Canadian employers remain cautiously optimistic
Mining, oil and gas, financial services employees the biggest winners in 2012; healthcare and government workers to receive lowest increases
(Toronto, August 23, 2011) – Hay Group released national projections for 2012 Canadian salary adjustments that show a marginal increase from a year ago, but continue to be much lower than those made prior to the 2008 / 09 economic downturn.
Planned increases for 2012 to average 2.8 per cent
The results of the recent survey of Canadian employers forecast a national average salary increase of 2.8 percent for 2012, which is higher than the 2011 projection of 2.6 per cent, but well below the 2009 projection of 3.7 per cent, just prior to the downturn.
The average actual salary change that organizations realized in 2011 was 2.7 per cent, which supports last year’s forecast of 2.6 per cent.
More than 660 Canadian organizations in the public and private sectors provided details of their planned salary adjustments for 2012 for the Hay Group survey, which was conducted in June and July. Participants include many of Canada’s leading employers.
“Overall, the direction of the sentiment is positive. Still, the projections are not as high as they were before the 2009 financial downturn. Across sectors, there has been a significant recalibration of expectations. 2.8 per cent represents a modest increase from the previous year,” explains Karl Aboud, Director of the Hay Group Reward Consulting Practice. “As an employee, you can expect to see your salary increase little more than inflation. Worldwide uncertainty continues to hamper wage expectations.”
Canadian projections lead U.S and other developed economies
Comparing international data, Canadian projections rank higher against some of the other industrialized nations, above Germany (at 2.5 per cent), the United Kingdom (at 2.1 per cent) and Japan (at 2.0 per cent). Still, Canada lags far behind the booming economies of India (at 11.7 per cent), Russia (9.8 per cent), China (8.4 per cent) and Brazil (5.3 percent).
Ontario lags behind Alberta and Newfoundland
The projections vary across Canada, with Ontario and the GTA coming in slightly below average (at 2.7 per cent). Newfoundland (at 3.4 per cent), Alberta (at 3.4 per cent) and Saskatchewan (at 3.2 per cent) lead the country, largely buoyed by their natural resources wealth.
Government and healthcare providers see lowest projections
The sectors with the lowest projections for 2012 are healthcare (at 1.3 per cent) and forestry & paper, government and retail (all at 2.3 per cent). Overall, the broader public sector is forecasting noticeably lower salary increases (at 2.3 per cent) than is the private sector (industrials at 2.8% and financials at 2.9 per cent).

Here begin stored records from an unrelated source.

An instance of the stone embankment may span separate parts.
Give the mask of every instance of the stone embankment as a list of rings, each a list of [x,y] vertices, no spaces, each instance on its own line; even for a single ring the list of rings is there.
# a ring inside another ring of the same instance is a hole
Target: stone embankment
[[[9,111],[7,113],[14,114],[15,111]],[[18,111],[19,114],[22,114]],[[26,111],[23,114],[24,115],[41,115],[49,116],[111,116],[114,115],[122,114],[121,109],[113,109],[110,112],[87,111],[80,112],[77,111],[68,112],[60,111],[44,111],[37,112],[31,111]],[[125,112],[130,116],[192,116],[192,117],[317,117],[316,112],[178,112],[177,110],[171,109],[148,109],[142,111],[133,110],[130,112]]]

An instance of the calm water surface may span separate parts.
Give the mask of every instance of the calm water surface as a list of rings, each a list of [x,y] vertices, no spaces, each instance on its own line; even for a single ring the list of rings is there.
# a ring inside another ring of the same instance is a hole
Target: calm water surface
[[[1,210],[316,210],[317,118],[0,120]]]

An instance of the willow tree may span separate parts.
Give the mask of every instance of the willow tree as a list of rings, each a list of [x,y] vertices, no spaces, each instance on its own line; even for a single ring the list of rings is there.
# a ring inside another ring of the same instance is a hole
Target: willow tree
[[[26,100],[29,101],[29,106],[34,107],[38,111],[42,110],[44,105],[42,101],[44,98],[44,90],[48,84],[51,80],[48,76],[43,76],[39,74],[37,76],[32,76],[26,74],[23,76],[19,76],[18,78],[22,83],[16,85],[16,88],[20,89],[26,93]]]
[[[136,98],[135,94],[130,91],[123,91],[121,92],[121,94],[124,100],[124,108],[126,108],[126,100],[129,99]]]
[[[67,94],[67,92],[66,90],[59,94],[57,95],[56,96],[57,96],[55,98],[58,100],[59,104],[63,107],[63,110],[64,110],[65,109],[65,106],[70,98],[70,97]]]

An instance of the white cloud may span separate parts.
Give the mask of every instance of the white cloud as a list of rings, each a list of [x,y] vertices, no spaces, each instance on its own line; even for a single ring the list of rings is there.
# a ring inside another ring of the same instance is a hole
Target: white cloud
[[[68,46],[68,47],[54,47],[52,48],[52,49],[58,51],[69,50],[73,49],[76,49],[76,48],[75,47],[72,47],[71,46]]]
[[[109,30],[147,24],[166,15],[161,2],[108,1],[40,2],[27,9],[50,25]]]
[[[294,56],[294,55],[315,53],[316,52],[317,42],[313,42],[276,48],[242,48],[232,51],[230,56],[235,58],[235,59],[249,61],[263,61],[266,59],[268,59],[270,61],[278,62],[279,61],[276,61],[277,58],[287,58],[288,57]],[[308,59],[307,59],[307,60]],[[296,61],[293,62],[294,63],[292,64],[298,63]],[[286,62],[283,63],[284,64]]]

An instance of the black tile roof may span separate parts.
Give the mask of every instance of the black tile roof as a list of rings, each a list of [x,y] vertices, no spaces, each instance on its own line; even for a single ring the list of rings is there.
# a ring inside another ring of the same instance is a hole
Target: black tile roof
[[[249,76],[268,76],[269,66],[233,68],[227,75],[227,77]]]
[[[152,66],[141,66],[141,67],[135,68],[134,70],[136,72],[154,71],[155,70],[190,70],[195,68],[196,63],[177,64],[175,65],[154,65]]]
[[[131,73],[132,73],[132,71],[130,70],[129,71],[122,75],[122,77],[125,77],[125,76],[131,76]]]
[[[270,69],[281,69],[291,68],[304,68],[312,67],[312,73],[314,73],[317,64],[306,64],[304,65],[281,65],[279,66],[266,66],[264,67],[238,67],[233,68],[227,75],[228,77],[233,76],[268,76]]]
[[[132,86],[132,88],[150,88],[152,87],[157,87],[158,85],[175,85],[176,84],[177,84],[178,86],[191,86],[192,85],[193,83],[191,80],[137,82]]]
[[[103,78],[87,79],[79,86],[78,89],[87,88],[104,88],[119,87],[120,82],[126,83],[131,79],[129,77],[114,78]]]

The winners come as no surprise as Canada’s natural resources continue to see boom times, with the mining sector (at 3.8 per cent) projecting the highest average salary increase followed by oil and gas (at 3.7 per cent). Business / professional services (at 3.3%) and banks and credit unions (both at 3.2 per cent) are also forecasting increases that are higher than the national average.
Details of the survey results will be released at a series of breakfast presentations being held in major cities across Canada in September.